Le citoyen est absent du débat. Mails proteste et marche. On discute à sa place par avis officiel ou personnel. De tas de choses, sur sa tête comme la peine de mort se livrent chaque jour.

Le pays est en proie à une fièvre qui, alternative du nord au sud et vice versa, tend à se répandre aux quatre coins cardinaux. La protestation gagne du terrain mais sans grand succès. L'Etat en face de la plus simple marche oppose une démonstration de force, et envers une importante ; il offre des concessions. Le paradoxe c'est qu'il est impossible de pouvoir rallier les deux. Une de tenue ici est vite éteinte par l'autre qui se tient ailleurs. La généralisation demeure au stade d'une rêverie. Ceux dont l'intérêt de la voir révolution nationale ne s'affichent pas, car ils ne font que dans la récupération. Le rapt, puis l'odieux assassinat des enfants de Constantine, créant une psychose d'envergure nationale n'ont pas aussi été médiatisés pour rien. Pourtant il ne s'agissait pas là d'un premier crime commis à l'égard d'enfants kidnappés. La région kabyle en a connu plusieurs. Certes la douleur et la consternation étaient au maximum, la peur et l'insécurité à leur dure épreuve. Voilà que la peine de mort devient intempestivement un sujet politique controversé. Et son application une revendication d'urgence. L'on a vu de l'enthousiasme prendre le dessus et gagner les lèvres les plus sereines. De sommités allaient dans la tendance du jour et se laissant aller dans l'ardeur du moment. L'essentiel aurait été dans un débat toujours fermé au sujet de cette notion de justice sociale. Capital qu'il est, ce thème s'il intéresse tout le monde doit être, pédagogiquement au centre d'un débat de professionnels. Criminologues, oulémas, socio-psychologues, juristes et jury populaire. On ne peut se permettre de jouer avec la mort et la vie des gens. Qui ôte la vie d'autrui, la sienne est entre les mains de sa société. Dans un contrat social prédéfini. La peine de mort est un précepte coranique. Quant à son exécution, elle dépend du juge de l'application des peines. Elle n'est pas censée être un problème politique, elle n'est que juridique.

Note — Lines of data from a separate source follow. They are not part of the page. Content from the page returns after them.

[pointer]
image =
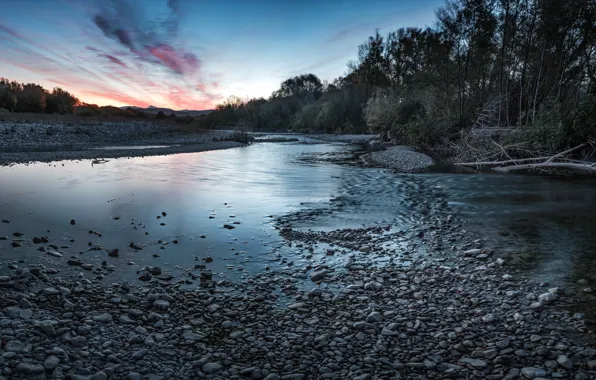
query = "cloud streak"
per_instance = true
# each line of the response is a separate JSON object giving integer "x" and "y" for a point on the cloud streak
{"x": 147, "y": 40}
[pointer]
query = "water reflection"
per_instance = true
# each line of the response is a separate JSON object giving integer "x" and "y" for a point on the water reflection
{"x": 549, "y": 223}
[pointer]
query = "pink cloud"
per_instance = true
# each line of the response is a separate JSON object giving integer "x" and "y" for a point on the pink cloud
{"x": 179, "y": 62}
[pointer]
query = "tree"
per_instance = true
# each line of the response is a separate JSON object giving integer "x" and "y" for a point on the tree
{"x": 31, "y": 99}
{"x": 306, "y": 87}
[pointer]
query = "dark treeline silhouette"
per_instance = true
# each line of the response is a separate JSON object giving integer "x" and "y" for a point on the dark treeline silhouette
{"x": 528, "y": 64}
{"x": 32, "y": 98}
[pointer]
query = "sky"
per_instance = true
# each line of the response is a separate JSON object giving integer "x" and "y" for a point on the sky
{"x": 189, "y": 54}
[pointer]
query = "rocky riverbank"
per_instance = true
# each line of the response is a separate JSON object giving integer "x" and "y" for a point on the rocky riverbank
{"x": 454, "y": 310}
{"x": 46, "y": 142}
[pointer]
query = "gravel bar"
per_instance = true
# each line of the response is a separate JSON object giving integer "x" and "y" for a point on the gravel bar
{"x": 462, "y": 313}
{"x": 46, "y": 142}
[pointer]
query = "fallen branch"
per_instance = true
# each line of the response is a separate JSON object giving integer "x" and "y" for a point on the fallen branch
{"x": 537, "y": 163}
{"x": 497, "y": 163}
{"x": 565, "y": 152}
{"x": 590, "y": 168}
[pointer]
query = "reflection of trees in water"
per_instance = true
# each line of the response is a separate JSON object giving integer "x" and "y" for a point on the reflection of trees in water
{"x": 569, "y": 237}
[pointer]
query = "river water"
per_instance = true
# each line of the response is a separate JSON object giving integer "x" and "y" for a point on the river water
{"x": 549, "y": 223}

Il n'y aura pas de révolution à faire par le peuple. Ce dernier n'existe plus en tant que masse homogène, dense et sociétaire. Emietté par la vie et l'aléa, il est poussé à se ranger rapidement dans le fait actuel. Celui qui dit que tout le monde trouve son compte. L'Etat de droit semble n'arranger personne. Comme ce p'tit vendeur fortuit rencontré dans un souk, qui affirmait au chroniqueur à son interrogation : que bien sur il est pour un Etat de droit. Juste à lui répondre, dans ce cas, que dans un Etat de droit « tu devras être immatriculé au registre de commerce, tu devras avoir un local propre, tu veilleras à l'hygiène, tu payeras tes impôts, tu accrocheras obligatoirement une enseigne lumineuse, tu déclareras tes employés, tu cotiseras, tu sponsoriseras les clubs, etc? il m'interrompt promptement pour me lâcher : Ya hadj ! khaliha kima rahi (laisse-la comme elle est). C'est cette sensation précaire qui justifie l'état des lieux. C'est cet abandon populaire à aller vers l'organisation sociale qui corrobore le maintien de la situation. L'on ne fait pas un Etat de droit par la force. Ce sera à lui d'utiliser la force pour se faire respecter. Peut-on l'imposer à une population qui reste uniquement au stade du vœu et du souhait ? Cet Etat est une construction d'ensemble. Il peut toutefois provenir d'un sursaut national, pourvu que des pré-requis soient disponibles et garantis. L'adhésion, la participation citoyenne, la conviction d'utilité, le respect mutuel et la concession réciproque en seront les principaux.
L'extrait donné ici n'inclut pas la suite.